As per the Law on the Protection of Personal Data, health data constitutes sensitive personal data. Processing of sensitive personal data without the explicit consent of the respective individuals is prohibited, subject to some specific exceptions regulated under article 6(3) of the Law on the Protection of Personal Data. Whilst not clear from the relevant exceptions, it is likely that obtaining non-invasive health data (such as temperature checks) from employees by the workplace doctor for the purpose of ensuring a safe workplace in the context of this outbreak may be possible without separately obtaining their explicit consent. However, the explicit consent of non-employees (such as visitors) should be obtained in order to process their sensitive personal data whilst a case-by-case based analysis might be necessary.

c. When can health data be processed?

It is very important that the employers initially determine whether the targeted measures can be taken with other methods before processing the sensitive personal data. Therefore, a detailed assessment should be made before processing sensitive personal data. Such assessment should be made to minimize data collection and processing to what is necessary and proportionate to the purpose.


a. Does the outbreak increase risks under competition law?

The fundamental competition law risk in crisis periods originates from the possibility of increase in the incentive to enter into potentially restrictive agreements and concerted actions between undertakings and restrict competition or protect markets.

It is very important to remember that the COVID-19 outbreak would not affect the continued application of competition law rules. Additionally, breaches of competition law are often in practice made by employees under pressure to achieve their targets. Therefore, undertakings are encouraged to remind their employees to comply with competition rules even in these difficult times.

b. Would companies be exempt from the application of competition law during the outbreak?

Application of competition law does not change or become disapplied during a crisis period. However, some agreements that may help fight the outbreak may result in the increase of consumer welfare. Thus it can be argued that agreements that create efficiencies specifically under the COVID outbreak scenario may benefit from the exemption regulated under Article 5 of the Law on the Protection of Competition (or under Article 101(3) of the Treaty on the Functioning of the European Union).

For example, some mutual supply or distribution agreements for providing food, medicine, health service to consumers during the outbreak or a horizontal collaboration agreement for developing a vaccine against COVID-19 may fall within this scope. However, it should be noted that a detailed assessment should be made for each specific agreement on whether it benefits from the exemption. Additionally, it could be appropriate to file a negative clearance/exemption application to the Competition Board in order to bring legal certainty.

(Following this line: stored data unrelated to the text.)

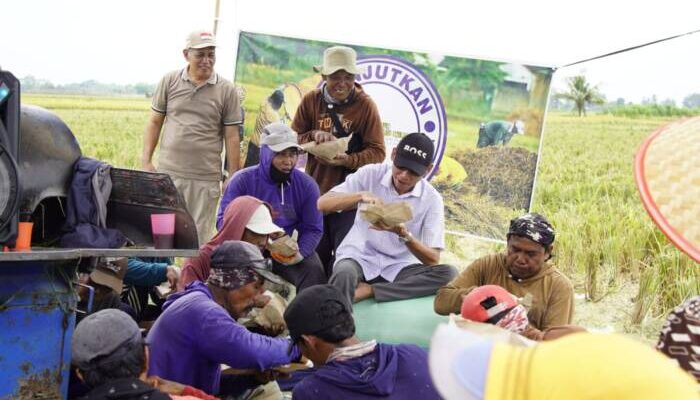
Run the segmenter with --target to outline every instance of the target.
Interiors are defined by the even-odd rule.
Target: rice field
[[[245,102],[246,132],[252,131],[256,104],[263,98],[254,89],[248,89]],[[22,101],[58,114],[85,155],[118,167],[139,167],[148,99],[25,94]],[[576,323],[613,326],[651,340],[671,307],[700,293],[700,268],[654,227],[633,178],[637,147],[670,121],[570,114],[546,118],[532,210],[546,215],[557,230],[554,261],[581,297]],[[450,262],[459,267],[498,248],[470,238],[450,237],[448,243]]]

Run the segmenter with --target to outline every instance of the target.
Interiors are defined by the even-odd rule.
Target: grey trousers
[[[368,282],[360,264],[351,258],[344,258],[333,267],[328,283],[340,289],[352,303],[358,283],[367,282],[372,285],[374,299],[381,302],[433,295],[456,276],[457,269],[451,265],[413,264],[404,267],[393,282],[381,276]]]

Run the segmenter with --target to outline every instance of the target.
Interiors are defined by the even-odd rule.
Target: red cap
[[[518,305],[515,297],[498,285],[479,286],[464,296],[462,318],[486,322]]]

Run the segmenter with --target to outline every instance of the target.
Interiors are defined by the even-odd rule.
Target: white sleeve
[[[369,181],[372,179],[371,165],[360,167],[354,173],[345,177],[345,182],[336,185],[331,189],[331,192],[336,193],[356,193],[369,190]]]
[[[442,196],[437,195],[430,205],[421,225],[419,239],[430,248],[442,250],[445,248],[445,208]]]

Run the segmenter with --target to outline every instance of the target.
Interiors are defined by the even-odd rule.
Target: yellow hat
[[[531,348],[495,344],[485,400],[698,399],[673,361],[620,335],[577,333]]]
[[[521,346],[442,324],[429,363],[446,400],[700,399],[673,360],[620,335],[575,333]]]

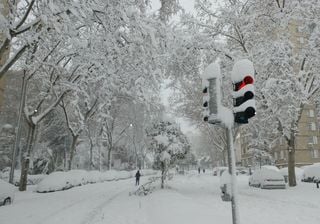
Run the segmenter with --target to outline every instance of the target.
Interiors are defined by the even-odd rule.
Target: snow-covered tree
[[[150,150],[154,153],[153,167],[161,170],[161,188],[164,188],[169,168],[185,158],[190,144],[177,124],[170,121],[155,123],[147,130],[147,135],[150,138]]]
[[[234,60],[253,61],[257,73],[258,114],[252,119],[255,125],[251,127],[254,132],[260,129],[264,133],[258,135],[262,142],[272,144],[275,136],[287,140],[289,185],[295,186],[293,167],[298,121],[303,106],[313,103],[319,93],[319,63],[316,62],[319,52],[315,47],[318,45],[314,22],[319,18],[319,4],[235,0],[222,1],[213,7],[211,1],[197,0],[195,8],[197,16],[185,15],[182,24],[199,30],[192,37],[202,46],[206,64],[211,62],[207,61],[208,54],[214,52],[220,59],[223,74],[228,77]],[[299,32],[302,41],[297,37]],[[228,82],[229,88],[224,88],[224,94],[231,102],[232,88]]]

c. Would the Competition Board be impelled with respect to the excessive increase of prices due to the outbreak?

Excessive increases in the price of goods and services, described as the existence of unreasonable differences between the economic value and price of a product, constitute an infringement within the context of abuse of dominant position under Turkish Competition Law as well as EU Competition Law. However, it is not very clear whether instant price increases constitute excessive pricing behaviour. Rapid price increases among competitors might trigger a competition law investigation, as we have seen in past cases for example for meat producers and hazel nut producers. Additionally, imposing high prices for a product which serves as an input material for another market may be assessed as the abuse of dominant position by way of de facto refusal to supply or discrimination.

The content of this article is intended to provide a general guide to the subject matter. Specialist advice should be sought about your specific circumstances.